Longitudinal exercise training studies have also reported conflicting results. Kraemer et al10 did not find any changes in leptin in obese women after a nine week aerobics class (estimated energy expended was 1256 kJ per session). Subjects maintained their normal diets throughout the study. Even though physical fitness improved, subject energy expenditure in conjunction with no reduction in energy intake may not have been enough of a stimulus to reduce plasma leptin. Conversely, Gutin et al11 found decreased plasma leptin in overweight children participating in a four month structured exercise and play programme.
Although existing published information is inconclusive, the results from studies evaluating a single exercise session indicate that leptin concentrations can be reduced in the days after exercise if the exercise session meets an energy expenditure threshold. Results from longitudinal exercise training studies are less clear. If plasma leptin concentrations are to be altered, an undefined threshold for total energy deficit as a result of either exercise training or reduced calorie intake probably exists.

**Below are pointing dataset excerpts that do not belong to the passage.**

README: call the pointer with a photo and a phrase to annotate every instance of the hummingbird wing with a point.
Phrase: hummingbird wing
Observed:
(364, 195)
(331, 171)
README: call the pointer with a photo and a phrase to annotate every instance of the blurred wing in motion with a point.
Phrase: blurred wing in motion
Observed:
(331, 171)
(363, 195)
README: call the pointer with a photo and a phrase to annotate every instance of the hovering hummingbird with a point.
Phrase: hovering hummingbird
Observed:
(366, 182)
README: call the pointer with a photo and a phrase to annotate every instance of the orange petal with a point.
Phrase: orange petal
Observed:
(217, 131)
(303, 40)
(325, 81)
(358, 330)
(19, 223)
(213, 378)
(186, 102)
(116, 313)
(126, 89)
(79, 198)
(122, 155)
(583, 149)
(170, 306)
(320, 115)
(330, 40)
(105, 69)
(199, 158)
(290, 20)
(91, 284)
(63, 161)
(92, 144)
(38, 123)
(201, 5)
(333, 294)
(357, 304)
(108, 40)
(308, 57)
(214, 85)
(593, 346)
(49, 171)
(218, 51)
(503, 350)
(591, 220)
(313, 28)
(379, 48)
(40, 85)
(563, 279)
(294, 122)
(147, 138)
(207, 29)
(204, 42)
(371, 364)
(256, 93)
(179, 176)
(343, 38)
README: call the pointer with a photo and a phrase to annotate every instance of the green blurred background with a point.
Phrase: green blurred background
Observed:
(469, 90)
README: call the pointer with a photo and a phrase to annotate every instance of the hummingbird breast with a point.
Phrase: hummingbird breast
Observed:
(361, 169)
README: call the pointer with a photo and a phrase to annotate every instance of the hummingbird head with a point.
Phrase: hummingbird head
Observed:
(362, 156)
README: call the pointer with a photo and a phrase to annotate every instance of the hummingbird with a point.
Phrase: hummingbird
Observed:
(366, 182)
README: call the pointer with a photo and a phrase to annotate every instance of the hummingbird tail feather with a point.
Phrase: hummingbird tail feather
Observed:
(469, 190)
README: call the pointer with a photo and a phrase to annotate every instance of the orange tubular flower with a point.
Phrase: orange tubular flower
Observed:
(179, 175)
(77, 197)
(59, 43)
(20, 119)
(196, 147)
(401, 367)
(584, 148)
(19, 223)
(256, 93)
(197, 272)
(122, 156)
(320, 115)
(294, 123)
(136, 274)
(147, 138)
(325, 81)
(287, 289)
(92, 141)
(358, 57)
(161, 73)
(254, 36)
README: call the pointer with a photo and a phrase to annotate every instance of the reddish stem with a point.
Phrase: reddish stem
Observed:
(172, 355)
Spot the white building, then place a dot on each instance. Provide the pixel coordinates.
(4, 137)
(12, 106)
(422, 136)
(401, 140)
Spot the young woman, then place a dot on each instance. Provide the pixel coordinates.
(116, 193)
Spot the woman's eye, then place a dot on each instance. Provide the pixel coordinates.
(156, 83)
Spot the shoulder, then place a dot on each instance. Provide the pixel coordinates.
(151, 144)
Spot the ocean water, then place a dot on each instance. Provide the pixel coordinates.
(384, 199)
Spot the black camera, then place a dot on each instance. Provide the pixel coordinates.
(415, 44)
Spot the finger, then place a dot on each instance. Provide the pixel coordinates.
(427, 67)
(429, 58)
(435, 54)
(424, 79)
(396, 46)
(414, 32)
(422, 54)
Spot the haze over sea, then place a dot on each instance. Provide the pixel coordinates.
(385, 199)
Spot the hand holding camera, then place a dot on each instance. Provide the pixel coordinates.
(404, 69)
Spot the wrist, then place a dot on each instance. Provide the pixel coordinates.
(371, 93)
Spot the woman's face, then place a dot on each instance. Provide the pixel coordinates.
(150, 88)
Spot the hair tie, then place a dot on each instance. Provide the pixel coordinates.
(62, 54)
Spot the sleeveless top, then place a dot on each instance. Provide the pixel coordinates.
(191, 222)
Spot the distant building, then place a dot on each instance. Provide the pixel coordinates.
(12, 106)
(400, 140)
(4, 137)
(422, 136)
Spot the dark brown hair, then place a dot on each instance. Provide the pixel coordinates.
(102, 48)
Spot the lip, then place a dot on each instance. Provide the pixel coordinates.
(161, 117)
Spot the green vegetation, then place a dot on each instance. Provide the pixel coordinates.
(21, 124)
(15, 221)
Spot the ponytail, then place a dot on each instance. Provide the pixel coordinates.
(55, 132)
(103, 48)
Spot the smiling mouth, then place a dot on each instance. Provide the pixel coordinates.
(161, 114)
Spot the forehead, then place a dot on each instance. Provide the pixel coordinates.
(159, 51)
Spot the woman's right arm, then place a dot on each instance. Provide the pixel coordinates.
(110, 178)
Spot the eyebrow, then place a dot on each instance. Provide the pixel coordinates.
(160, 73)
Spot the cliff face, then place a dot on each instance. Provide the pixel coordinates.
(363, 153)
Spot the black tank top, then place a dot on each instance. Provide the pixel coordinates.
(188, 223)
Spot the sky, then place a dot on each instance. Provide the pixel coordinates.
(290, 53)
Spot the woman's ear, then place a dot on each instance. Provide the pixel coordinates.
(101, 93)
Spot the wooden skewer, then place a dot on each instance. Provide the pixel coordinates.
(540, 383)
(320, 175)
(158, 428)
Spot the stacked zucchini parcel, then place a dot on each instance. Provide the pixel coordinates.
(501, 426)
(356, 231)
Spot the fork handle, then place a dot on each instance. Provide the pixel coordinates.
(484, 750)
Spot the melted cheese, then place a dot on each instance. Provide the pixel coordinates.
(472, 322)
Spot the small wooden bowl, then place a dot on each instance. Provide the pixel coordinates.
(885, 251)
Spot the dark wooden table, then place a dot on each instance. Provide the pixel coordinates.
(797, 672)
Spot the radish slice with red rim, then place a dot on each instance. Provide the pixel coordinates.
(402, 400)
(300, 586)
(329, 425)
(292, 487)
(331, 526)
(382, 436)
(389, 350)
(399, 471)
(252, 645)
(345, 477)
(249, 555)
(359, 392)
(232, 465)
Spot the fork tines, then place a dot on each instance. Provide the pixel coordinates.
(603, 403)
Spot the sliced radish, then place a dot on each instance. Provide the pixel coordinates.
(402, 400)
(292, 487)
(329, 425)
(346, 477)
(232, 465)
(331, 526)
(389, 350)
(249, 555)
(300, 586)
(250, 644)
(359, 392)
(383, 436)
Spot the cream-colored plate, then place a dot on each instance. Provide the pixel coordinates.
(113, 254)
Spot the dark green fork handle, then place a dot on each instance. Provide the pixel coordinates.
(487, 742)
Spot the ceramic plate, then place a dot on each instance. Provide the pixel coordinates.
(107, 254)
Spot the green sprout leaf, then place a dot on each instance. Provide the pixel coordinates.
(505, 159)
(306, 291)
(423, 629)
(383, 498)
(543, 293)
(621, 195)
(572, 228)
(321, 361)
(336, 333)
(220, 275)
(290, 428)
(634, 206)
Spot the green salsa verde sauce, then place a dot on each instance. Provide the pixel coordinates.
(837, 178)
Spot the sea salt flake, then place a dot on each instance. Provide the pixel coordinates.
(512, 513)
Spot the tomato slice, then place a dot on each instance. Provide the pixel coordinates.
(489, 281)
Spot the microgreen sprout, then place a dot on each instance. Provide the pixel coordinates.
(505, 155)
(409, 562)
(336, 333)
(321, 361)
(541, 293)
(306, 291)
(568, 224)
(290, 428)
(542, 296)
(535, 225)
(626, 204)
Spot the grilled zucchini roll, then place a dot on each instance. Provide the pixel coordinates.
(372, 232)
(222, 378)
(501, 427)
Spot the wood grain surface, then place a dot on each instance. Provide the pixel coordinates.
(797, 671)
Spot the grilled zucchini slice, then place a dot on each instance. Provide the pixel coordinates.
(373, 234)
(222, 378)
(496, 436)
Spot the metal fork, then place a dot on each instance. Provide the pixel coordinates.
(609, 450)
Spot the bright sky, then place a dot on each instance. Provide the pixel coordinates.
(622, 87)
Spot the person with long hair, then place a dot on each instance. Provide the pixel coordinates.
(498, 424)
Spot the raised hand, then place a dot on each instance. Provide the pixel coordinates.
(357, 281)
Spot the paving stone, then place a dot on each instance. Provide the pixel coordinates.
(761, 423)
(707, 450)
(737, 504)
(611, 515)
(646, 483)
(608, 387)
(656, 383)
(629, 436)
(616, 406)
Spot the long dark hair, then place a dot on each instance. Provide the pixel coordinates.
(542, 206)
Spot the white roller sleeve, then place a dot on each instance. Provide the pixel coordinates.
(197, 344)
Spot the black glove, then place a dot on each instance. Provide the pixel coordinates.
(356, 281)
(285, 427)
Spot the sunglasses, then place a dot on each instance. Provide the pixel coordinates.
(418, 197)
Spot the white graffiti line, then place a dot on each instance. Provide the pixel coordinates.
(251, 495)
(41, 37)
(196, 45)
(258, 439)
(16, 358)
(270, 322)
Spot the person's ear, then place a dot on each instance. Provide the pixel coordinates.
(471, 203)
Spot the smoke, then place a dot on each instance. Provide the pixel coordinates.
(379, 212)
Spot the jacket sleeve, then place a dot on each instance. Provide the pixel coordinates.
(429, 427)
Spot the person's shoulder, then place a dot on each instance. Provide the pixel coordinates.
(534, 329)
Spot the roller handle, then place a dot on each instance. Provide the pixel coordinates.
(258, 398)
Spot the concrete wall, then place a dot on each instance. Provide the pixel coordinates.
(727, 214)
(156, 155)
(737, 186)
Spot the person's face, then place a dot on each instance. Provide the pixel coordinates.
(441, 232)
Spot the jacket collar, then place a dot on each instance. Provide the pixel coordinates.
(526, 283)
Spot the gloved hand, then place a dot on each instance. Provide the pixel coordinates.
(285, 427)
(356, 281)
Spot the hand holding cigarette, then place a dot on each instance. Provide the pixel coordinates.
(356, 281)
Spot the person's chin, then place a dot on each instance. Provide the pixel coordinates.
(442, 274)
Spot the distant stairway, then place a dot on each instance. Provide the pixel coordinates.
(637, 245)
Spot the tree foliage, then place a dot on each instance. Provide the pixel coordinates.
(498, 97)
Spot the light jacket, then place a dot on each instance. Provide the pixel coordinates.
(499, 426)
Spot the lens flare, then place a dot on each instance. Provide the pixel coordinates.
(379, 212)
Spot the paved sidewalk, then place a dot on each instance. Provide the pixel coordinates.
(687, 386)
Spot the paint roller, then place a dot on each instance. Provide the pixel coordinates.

Considering that obesity is a primary health concern and that many people who loose weight regain part if not all of that weight and that leptin in animal models is involved in regulating eating behaviour, understanding the impact of various lifestyle interventions such as exercise on plasma leptin concentrations and the regulation of leptin release and/or synthesis is an important public health concern. Future exercise research studies should focus on the following areas.
Are adverse health consequences associated with elevated plasma leptin concentrations? If so, are the adverse consequences a direct result of leptin concentrations or the result of adiposity or lifestyle behaviour?
What are the benefits of lowering plasma leptin concentrations through exercise and/or diet if they are involved in the negative feedback loop regulating eating behaviour?
Does a single exercise session alter plasma leptin concentrations directly or are altered plasma leptin concentrations a result of a change in the balance of energy intake and expenditure? Currently, the evidence suggests that the energy balance is more important. However, positive energy balance states have not been tested with or without exercise.
What is the mechanism(s) for exercise altered regulation of leptin synthesis and release?
What impact does both a single exercise session and habitual exercise participation have on leptin synthesis and/or release, and how does an altered plasma leptin concentration impact on leptin receptor density (Ob-R receptors in the hypothalamus)?
In conclusion, leptin is known to be involved in physical and sexual maturity; however, we do not know whether elevated leptin concentration is a symptom or underlying factor in obesity, nor do we understand how exercise regulates plasma leptin concentrations.